D’après Ballandier, « toute société ne peut être qu’un système approximatif tendant à sa pleine réalisation (ce qui manifeste le politique comme créateur d’ordre) ; mais l’approximation permet par ailleurs la contestation, la mise en mouvement des forces contraires au maintien du système (ce qui révèle le politique comme négateur de l’ordre établi). Ordre et désordre sont donnés en même temps, le changement a ses racines dans le système lui-même ». Or, le fait pour les régimes dictatoriaux d’étouffer toute contestation a contribué à les scléroser, à compromettre toute forme d’auto changement portant ainsi malgré eux la contestation et même les divisions au cœur même du système. C’est ce qu’on a constaté en Egypte avec la division de l’armée qui a certainement contribué à l’affaiblir et à annihiler son action. C’est ce qui s’observe dans la plupart des pays africains où l’opposant n’est plus en face du pouvoir mais à l’intérieur de ce dernier.

Pouvoir au peuple

Que ce soit en Tunisie ou en Egypte, on a vu comment les dictateurs ont tenté de résister à la pression populaire. Ben Ali a tenu 28 jours et est parti après avoir prononcé trois discours dans lesquels il faisait des concessions au peuple. Moubarak est parti au bout de 18 jours ayant tenu deux discours. Moubarak, en envoyant ses partisans dans la rue, a tenté de mettre en scène le scénario de la guerre civile, question de donner un avant goût du chaos dont il disait que son départ pourrait provoquer. Mais ce qu’on peut constater – et c’est très visible dans le cas de Moubarak – c’est que c’est finalement la pression de l’armée et les dissensions internes au cœur même du régime qui ont fini par les emporter. Ce qui montre bien que le ver était dans le fruit. Ce qui montre aussi qu'aucune armée du monde, aussi puissante soit-elle, qu'aucun dictateur, aussi cruel soit-il ne saurait se mettre en travers d'un peuple qui a soit de liberté. 

Dans les deux pays maghrébins qui sont déjà passés à la moulinette de leurs peuples, la révolte a d’abord était individuelle et surtout tripale, c'est-à-dire qu’elle remonte des tripes de chaque contestataire. La synchronisation de toutes ces colères individuelles a fini par donner une révolte synchronisée, puis la révolution que nous admirons tous aujourd’hui. Les dictateurs ont été soufflés, demande suprême du peuple. Reste que, à cause des enjeux géostratégique, surtout pour le cas de l’Egypte que l’Occident ne veut surtout pas voir tomber entre des mains incontrôlables, le système certes sérieusement secoué, peut se régénérer et se reproduire à l’identique. Ceci parce que c’est un peuple orphelin, privé de leader et de guide qui a fait tomber le pouvoir. En Iran, à la fin des années 1970, le peuple iranien savait qu’il a fait le travail pour l’Ayatolah Khomeni qui est revenu en Messie prendre le trône de Téhéran.

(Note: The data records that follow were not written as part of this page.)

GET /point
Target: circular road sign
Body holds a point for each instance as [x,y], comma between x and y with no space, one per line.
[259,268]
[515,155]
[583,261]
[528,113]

C’est vrai qu’aujourd’hui, à cause ou grâce à la fragmentation du pouvoir, les pays n’ont plus besoin des leaders charismatiques qui viendraient les conduire, ils ont besoin, comme le disait Barack Obama d’institutions fortes et d’un ensemble d’hommes et femmes volontaires et intègres qui les feront fonctionner pour le bien de tous. Tout ce qui reste aux peuples des pays déjà libérés, c’est de redoubler de vigilance pour pas que les lanternes leur soient présentés à la place des vessies. Le fait que les révolutions ou les révoltes synchronisées de la Tunisie et de l'Egypte aient été conduite dans l'ignorance totale des services secrets des puissances colonisatrices, montre bien que dans ce monde désormais mondialisé et multipolaire, l'Afrique est en train de recouvrer son indépendance. Ce n'est plus à Paris, Londres ou Washington que les plans de déstabilisation des pays sont décidés, mais c'est des entrailles du peuple que se forment les révolutions.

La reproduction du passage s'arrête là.